Rachel Atherton keeps her four world champion rainbow jerseys in a birdcage.
No bird has ever lived in the cage; Atherton says she “just really likes birdcages”.
“I didn’t want to frame my jerseys or hang them on the wall,” she says. “I like to be able to take them out, touch them and remember those races.”
The cage door may be opening once again this month, with the 30-year-old Briton attempting to win World Championship number five.
Victory in Lenzerheide, Switzerland, on Sunday would make her the most decorated world champion in downhill mountain bike history.
But Atherton, who won a record sixth World Cup title in August, is well aware of the perilous nature of the race that awaits her, calling it a “death-or-glory” situation.
“Most people either win or crash,” she tells BBC Sport. “No-one really cares about second place.”
‘I’m physically sick on race day’
Atherton truly announced herself on the downhill scene in 2008, when she won her first World Championship and World Cup titles, and has dominated the sport for a decade.
But even the very best are struck down by nerves, which Atherton says have got worse as time has passed – with a particularly drastic turn in recent years.

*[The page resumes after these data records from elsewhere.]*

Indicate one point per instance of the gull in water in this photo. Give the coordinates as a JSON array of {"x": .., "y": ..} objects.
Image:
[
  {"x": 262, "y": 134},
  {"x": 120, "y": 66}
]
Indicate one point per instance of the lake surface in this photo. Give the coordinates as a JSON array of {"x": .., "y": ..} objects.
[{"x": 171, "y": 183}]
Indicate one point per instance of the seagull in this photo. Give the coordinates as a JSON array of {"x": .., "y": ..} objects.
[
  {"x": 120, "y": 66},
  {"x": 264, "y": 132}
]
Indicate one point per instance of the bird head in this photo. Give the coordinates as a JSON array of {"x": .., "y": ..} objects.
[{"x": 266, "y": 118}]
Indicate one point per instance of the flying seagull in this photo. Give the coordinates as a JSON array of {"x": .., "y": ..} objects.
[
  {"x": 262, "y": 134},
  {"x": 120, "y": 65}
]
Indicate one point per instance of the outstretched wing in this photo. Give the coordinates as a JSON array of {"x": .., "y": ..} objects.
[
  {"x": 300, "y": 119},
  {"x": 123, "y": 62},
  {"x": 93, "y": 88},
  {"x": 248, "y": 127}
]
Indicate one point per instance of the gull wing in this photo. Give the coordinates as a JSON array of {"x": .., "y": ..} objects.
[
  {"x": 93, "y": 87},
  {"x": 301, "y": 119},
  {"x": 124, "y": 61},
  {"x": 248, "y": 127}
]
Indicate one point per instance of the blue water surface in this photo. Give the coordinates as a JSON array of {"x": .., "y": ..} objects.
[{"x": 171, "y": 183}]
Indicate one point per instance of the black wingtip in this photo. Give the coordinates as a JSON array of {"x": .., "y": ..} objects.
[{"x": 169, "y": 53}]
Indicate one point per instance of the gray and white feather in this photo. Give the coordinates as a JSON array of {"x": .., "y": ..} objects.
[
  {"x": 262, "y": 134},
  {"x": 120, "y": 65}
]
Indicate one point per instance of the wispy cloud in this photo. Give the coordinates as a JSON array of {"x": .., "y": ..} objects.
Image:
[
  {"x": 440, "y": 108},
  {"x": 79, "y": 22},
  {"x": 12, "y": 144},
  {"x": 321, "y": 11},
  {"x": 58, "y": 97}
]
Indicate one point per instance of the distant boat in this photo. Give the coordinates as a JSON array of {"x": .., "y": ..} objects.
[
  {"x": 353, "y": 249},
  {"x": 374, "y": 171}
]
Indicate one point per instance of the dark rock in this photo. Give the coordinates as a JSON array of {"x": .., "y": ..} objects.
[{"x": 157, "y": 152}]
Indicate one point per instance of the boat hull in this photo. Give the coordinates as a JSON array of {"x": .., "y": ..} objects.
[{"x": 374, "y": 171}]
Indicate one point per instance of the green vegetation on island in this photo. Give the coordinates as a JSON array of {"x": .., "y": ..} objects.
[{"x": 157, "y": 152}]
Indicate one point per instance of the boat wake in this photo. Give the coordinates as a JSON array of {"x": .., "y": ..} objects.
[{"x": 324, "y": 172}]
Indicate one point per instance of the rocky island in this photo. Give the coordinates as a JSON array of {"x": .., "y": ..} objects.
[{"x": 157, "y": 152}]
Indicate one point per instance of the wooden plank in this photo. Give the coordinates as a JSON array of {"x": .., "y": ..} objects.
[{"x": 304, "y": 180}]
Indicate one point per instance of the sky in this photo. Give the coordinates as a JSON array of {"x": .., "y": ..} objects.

“I’m physically sick at least a couple of times on race day,” she says. “It’s only the past two or three years that it has happened.

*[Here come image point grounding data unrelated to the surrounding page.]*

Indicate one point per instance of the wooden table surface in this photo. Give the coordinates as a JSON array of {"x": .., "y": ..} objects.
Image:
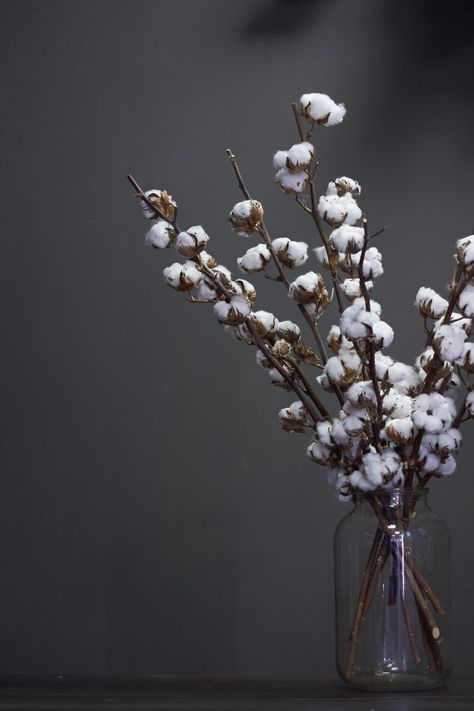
[{"x": 185, "y": 694}]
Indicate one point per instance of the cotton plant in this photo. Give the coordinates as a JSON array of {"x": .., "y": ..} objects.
[
  {"x": 380, "y": 433},
  {"x": 391, "y": 425},
  {"x": 394, "y": 424}
]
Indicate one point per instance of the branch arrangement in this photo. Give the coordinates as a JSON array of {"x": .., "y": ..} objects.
[{"x": 394, "y": 425}]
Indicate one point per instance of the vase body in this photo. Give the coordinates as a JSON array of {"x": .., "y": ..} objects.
[{"x": 392, "y": 580}]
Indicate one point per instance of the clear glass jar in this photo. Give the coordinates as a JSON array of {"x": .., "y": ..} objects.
[{"x": 392, "y": 576}]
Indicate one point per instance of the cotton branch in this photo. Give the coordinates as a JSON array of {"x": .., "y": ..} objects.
[
  {"x": 263, "y": 231},
  {"x": 369, "y": 341},
  {"x": 307, "y": 396},
  {"x": 314, "y": 214}
]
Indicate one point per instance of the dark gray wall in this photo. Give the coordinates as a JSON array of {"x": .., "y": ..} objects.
[{"x": 153, "y": 518}]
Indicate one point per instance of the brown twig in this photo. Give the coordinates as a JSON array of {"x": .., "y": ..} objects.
[
  {"x": 369, "y": 341},
  {"x": 306, "y": 398},
  {"x": 263, "y": 231},
  {"x": 366, "y": 578}
]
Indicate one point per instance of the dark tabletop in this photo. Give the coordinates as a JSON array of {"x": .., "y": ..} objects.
[{"x": 221, "y": 695}]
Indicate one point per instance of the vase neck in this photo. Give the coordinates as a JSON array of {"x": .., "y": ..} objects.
[{"x": 392, "y": 499}]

“I think it’s my body’s way of getting ready, I’m going into war, so it’s that fight or flight mode.
“My older brother Gee – he also races and is a multiple world champion – started being physically sick and I guess I’ve always wanted to do what my brothers do, so now I do it as well!”
Atherton puts her nerves down to the growing pressure she puts on herself, such is her expectation of victory.
“I expect a lot from myself, and that, over the years, has become more and more,” she says.
“The more injuries you get, the more you become aware of the consequences, so I think that adds up to this one big ball of pressure.”
‘I’ve always felt a bit battered’
As is to be expected given the nature of the sport, Atherton has had her fair share of injuries, including broken wrists and collarbones, and has even had to have bone grafts.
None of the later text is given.